Hi Lars,
the most important advantage of a IPS panel over a TN panel is in my opinion that the colors and contrast will not alter with different viewing angles. Depending on the space of your desk and the size of the screen this could be a great benefit. I don't want to miss it. The downside is there can be some sparkling effects and the slower response time of the panel. It doesn't bothering me at no time, especially in terms of image editing.
Have a look here:
http://www.prad.de/en/monitore/review/2012/review-eizo-ev2436wfs-bk-part7.html#Viewing
Yes, professional displays (like the Eizo ColorGraphics or NEC MultiSync PA Series) have a better stability of the colors/gamut over time. The advertising this something similar like "Backlight Ageing Correction". Nevertheless, you will have to recalibrate these displays from time to time as well, but the difference shouldn't be so much. I don't know whats about the FlexScan Series, but I guess it should be much better than your old 19 inch DELL display.
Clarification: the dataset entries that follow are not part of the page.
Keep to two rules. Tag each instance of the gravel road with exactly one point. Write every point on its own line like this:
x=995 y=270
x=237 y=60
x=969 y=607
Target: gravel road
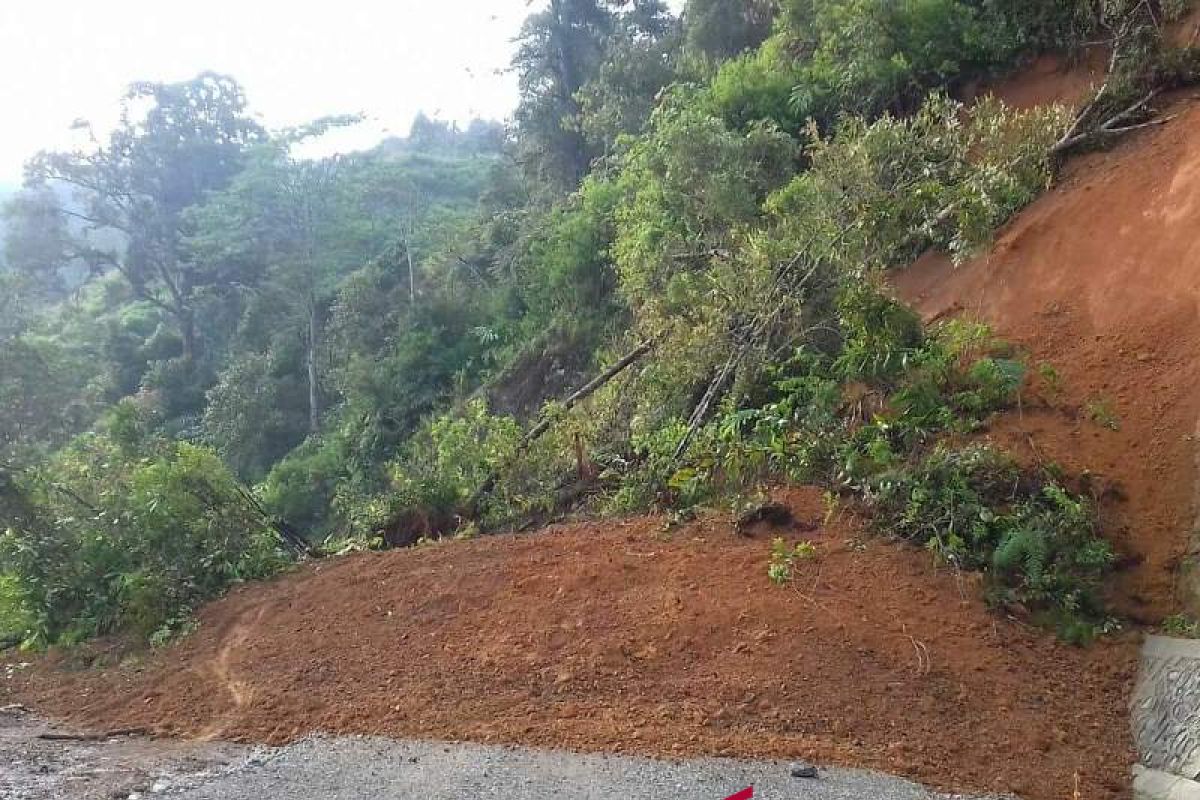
x=343 y=769
x=325 y=768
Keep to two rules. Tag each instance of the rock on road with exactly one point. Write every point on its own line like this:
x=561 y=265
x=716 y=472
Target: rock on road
x=327 y=768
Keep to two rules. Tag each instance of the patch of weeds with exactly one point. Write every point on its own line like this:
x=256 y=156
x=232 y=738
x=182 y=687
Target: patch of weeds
x=1102 y=411
x=1051 y=380
x=174 y=629
x=1181 y=626
x=1035 y=540
x=784 y=559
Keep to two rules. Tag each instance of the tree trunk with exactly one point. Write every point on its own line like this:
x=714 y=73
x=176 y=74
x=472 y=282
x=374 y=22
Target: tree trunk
x=311 y=364
x=187 y=332
x=412 y=272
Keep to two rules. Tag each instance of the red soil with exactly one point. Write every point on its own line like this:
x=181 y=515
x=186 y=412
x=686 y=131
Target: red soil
x=1051 y=79
x=1101 y=278
x=621 y=637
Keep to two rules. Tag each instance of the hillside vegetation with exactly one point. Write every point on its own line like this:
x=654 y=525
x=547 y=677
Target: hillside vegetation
x=659 y=287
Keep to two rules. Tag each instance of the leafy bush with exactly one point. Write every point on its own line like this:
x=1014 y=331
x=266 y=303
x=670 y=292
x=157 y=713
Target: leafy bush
x=109 y=536
x=16 y=619
x=978 y=510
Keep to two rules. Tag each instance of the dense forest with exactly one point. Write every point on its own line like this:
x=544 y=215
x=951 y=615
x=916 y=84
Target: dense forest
x=658 y=286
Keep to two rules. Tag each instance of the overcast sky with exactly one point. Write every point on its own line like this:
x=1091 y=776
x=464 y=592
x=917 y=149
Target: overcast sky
x=71 y=59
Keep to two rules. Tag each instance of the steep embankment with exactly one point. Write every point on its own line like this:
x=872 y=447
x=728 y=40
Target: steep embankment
x=1101 y=278
x=623 y=637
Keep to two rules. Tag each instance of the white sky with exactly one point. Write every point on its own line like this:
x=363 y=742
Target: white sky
x=71 y=59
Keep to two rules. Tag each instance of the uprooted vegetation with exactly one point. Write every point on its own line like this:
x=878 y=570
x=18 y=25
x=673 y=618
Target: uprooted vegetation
x=335 y=332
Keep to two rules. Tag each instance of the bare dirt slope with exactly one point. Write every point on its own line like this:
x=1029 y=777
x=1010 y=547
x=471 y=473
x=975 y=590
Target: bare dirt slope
x=1101 y=278
x=618 y=637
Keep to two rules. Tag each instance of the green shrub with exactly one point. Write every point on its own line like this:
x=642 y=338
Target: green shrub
x=16 y=618
x=107 y=537
x=977 y=510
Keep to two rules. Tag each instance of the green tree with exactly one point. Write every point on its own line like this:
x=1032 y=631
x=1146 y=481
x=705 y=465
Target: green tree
x=717 y=30
x=173 y=144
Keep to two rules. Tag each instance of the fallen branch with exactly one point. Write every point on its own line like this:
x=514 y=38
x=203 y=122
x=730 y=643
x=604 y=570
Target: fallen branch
x=286 y=533
x=546 y=421
x=94 y=737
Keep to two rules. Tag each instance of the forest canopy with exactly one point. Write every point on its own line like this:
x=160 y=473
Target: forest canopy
x=216 y=354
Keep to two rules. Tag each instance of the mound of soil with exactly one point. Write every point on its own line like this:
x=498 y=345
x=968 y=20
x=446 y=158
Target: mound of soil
x=628 y=637
x=1101 y=278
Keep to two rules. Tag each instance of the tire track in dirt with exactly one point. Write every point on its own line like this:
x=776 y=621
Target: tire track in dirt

Color calibration/profiling and color management are quite complex topics. I'm not an expert on it, but I gained some knowledge over time. I think it would be to much to explain everything here, I will try to keep it simple:
First, there's a difference between calibration and profiling. Usually you will do it as one task, but for real there are two steps.
1. Calibration brings your monitor to certain specs, like gamma, brightness level, white point etc. If your monitor is not hardware calibrateable you have to do manually and a cheap bad monitor have less and unprecise controls to modify your output. Your colorimeter supports you in the process, but usually it's time consuming and inaccurate. Better monitors have more controls like 6-axis gain or even more precise tools to achieve a good calibration by hand. With hardware calibratable displays your monitor is communicating to the colorimeter directly. This process is more or less done automatically and very accurately.
2. The profiling comes after the calibration and measure the differences from standard spec to your actual output. The accurate the calibration and the color reproduction of your monitor is, the less changes has to be done in the profile. Very good monitors have a programmable LUT, that means the monitor process NEARLY everything by it self. This can be very accurate and reproduces colors or color space transformations very precisely. Otherwise, with non hardware calibrateable monitors, the graphics card of your computer is responsible for the color correction. But it is not that precise and the more correction has to be done the more information can be lost (resulting tonal breaks or right colors in one spectrum and false colors in another).
A monitor with bad color reproduction is still bad even when it software calibrated. Sure you will maybe improve some color reproduction to have some colors looking right, but you will also loose information. That means that the color shifts after profiling and corrected by the graphics card can cause tonal breaks (as explained a little earlier). Otherwise the total amount of the displayable colors can be very import. The calibration/profiling process cannot conjure up colors that are not displayable by your monitor. That's the reason why the monitor vendors advertising a color space match for sRGB or Adobe RGB etc.
A good medium range monitor has usually more representable colors and more control over gamut, brightness etc.. After calibration/profiling you will only do some small corrections, the overall color performance would benefit from it.
A hardware calibrated and professional monitor can be very precise because the monitor has his own processor for transforming the colors and you will avoid tonal breaks as much as possible. A lot of new monitors will have 10 bit (via Displayport connectors) color output, that means, that you will able to reproduce about a billion colors. But you will need a professional graphics card and software which can support 10 bit color output. Possible cards are Nvidia Quadro or ATI FireGL cards. The only software supporting 10 bit output is as far as I know Photoshop. These can be great benefits in my opinion, even gradients will be very smooth and you will not see tonal breaks so far. Of course you have shot in RAW and at least 16 bit images during post production.
When you are producing images mostly for screen output and you don't depend on a 100% color reproducible workflow, I think you don't need a very expensive monitor. Even when you are printing from time to time for personal purposes, a small amount of inaccuracy is tolerable. All the precise calibration and color space emulation is nice but I think it is more reasonable for printing or proofing, even in accurate color reproducible workflows.
So a good medium range display would do it.
I hope this will help you a little. Maybe I will find a good web reference about this topic, if you are interested?